Une découverte majeure sur un site non déclaré
Selon un rapport confidentiel de l'AIEA consulté par Le Monde, les inspecteurs ont trouvé des quantités significatives d'uranium non déclaré sur un site situé dans l'est du pays. Le site, qui n'apparaît dans aucune déclaration officielle syrienne, aurait été construit dans les années 2000 sous la direction de Bachar al-Assad.

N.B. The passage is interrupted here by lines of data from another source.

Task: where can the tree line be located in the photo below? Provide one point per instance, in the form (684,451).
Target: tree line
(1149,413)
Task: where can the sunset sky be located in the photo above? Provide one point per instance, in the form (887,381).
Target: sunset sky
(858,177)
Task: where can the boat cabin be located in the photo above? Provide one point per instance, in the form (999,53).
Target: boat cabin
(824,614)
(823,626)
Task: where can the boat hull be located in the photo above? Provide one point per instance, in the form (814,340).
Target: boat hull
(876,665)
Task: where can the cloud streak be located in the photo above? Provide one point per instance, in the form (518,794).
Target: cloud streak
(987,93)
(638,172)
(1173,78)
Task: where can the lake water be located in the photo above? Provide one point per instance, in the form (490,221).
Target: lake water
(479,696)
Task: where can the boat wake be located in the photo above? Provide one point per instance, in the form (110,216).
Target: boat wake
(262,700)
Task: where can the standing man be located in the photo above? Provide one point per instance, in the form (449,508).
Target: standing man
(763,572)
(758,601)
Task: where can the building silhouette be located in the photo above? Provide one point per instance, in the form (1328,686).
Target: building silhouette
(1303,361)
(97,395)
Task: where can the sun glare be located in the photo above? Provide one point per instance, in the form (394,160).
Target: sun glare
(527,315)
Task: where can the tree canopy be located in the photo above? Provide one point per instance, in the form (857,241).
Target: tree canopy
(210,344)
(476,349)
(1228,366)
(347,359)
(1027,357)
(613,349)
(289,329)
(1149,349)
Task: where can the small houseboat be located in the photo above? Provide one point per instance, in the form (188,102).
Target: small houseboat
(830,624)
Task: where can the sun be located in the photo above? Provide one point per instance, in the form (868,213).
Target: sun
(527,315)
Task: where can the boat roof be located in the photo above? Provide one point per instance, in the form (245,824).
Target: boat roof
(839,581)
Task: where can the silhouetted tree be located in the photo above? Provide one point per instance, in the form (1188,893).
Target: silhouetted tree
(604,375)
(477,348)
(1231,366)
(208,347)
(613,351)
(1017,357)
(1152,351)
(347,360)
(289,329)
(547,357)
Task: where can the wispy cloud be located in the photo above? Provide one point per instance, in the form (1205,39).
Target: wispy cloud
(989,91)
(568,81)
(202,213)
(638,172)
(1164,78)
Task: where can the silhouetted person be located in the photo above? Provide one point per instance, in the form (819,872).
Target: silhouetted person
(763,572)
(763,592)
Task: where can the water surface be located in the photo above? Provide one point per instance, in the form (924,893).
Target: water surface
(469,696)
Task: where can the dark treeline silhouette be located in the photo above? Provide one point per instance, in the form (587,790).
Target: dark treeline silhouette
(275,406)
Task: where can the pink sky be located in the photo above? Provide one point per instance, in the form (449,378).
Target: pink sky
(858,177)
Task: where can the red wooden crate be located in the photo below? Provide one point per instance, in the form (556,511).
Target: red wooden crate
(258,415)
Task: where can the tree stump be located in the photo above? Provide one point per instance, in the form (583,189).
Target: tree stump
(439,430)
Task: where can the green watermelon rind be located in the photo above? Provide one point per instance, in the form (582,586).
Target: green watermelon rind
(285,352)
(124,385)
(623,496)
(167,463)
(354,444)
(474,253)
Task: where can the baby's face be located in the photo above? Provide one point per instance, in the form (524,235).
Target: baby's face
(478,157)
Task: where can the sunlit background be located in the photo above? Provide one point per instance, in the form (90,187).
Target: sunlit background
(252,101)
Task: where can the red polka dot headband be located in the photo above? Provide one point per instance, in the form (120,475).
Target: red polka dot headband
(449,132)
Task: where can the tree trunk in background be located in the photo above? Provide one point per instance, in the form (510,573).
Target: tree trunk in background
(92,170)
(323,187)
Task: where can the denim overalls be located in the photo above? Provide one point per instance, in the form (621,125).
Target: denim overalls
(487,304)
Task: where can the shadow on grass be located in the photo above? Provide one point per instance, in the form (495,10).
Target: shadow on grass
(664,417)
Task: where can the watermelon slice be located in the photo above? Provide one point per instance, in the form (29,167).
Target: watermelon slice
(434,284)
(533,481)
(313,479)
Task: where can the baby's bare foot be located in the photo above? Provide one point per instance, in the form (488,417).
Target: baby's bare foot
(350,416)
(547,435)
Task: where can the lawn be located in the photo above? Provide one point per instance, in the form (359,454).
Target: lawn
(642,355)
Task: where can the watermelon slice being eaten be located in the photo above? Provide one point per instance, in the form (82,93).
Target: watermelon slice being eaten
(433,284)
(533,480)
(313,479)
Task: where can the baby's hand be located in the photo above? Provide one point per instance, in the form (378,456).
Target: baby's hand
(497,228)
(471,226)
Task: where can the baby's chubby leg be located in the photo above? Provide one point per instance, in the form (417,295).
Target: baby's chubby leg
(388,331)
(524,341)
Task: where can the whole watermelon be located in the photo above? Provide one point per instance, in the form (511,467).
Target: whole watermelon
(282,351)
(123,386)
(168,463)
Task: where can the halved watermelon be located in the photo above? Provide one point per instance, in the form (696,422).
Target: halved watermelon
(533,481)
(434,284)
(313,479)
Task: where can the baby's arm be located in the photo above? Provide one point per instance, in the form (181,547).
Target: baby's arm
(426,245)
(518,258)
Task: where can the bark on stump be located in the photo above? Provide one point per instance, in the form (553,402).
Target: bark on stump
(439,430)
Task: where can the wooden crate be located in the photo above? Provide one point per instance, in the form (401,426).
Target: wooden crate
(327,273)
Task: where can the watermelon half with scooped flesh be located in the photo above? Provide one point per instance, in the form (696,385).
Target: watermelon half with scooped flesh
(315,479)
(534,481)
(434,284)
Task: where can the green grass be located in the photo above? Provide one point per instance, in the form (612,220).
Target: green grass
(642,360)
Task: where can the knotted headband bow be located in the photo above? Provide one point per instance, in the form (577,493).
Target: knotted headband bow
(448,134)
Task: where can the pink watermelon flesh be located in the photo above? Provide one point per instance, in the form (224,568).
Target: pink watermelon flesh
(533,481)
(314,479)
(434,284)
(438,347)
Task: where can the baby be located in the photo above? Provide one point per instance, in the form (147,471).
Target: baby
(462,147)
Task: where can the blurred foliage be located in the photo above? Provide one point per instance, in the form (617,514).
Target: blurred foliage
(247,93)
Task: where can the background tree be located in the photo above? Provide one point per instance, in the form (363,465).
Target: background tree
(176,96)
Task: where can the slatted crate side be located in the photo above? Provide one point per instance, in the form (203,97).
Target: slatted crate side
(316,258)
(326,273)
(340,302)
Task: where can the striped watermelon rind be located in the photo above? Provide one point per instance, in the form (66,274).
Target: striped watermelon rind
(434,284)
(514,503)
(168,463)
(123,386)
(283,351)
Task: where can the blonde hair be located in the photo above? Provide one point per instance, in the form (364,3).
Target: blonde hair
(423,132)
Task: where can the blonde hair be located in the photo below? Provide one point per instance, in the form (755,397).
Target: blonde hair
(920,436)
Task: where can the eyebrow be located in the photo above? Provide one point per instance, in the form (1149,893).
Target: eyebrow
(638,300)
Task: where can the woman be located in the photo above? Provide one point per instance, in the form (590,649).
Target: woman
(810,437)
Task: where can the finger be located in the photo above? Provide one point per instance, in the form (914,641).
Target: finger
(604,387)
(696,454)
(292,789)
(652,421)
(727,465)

Les échantillons prélevés indiquent la présence de plusieurs tonnes de matières nucléaires, dont certaines pourraient être utilisées dans un programme de recherche ou de développement d'armes. L'agence onusienne a immédiatement alerté les États membres, soulignant que la Syrie n'avait jamais répondu aux questions sur ses activités nucléaires passées.
Un programme caché depuis des décennies
La Syrie a signé le Traité de non-prolifération nucléaire (TNP) en 1969, mais a toujours nié avoir un programme militaire. En 2007, un site à Al-Kibar avait été détruit par un raid israélien, soupçonné d'abriter un réacteur nucléaire. Cette nouvelle découverte prouve que le programme n'a jamais été entièrement démantelé.
Le rapport de l'AIEA, qui doit être présenté au conseil des gouverneurs en septembre, exige que Damas fournisse des explications sur l'origine et l'utilisation de ces matières. Selon un diplomate européen cité dans l'article, « c'est une violation flagrante de ses obligations internationales ».
Des conséquences diplomatiques et sécuritaires
Cette révélation pourrait relancer les tensions au Moyen-Orient, notamment avec Israël qui a déjà frappé des sites nucléaires syriens par le passé. Les États-Unis ont appelé à une enquête approfondie, tandis que la Russie, alliée de Damas, a demandé des preuves supplémentaires.
L'AIEA a indiqué qu'elle poursuivrait ses inspections et que la Syrie avait l'obligation de coopérer. Aucune date n'a été fixée pour la prochaine visite des inspecteurs, mais l'agence a prévenu que des sanctions pourraient être envisagées si Damas ne répondait pas de manière satisfaisante.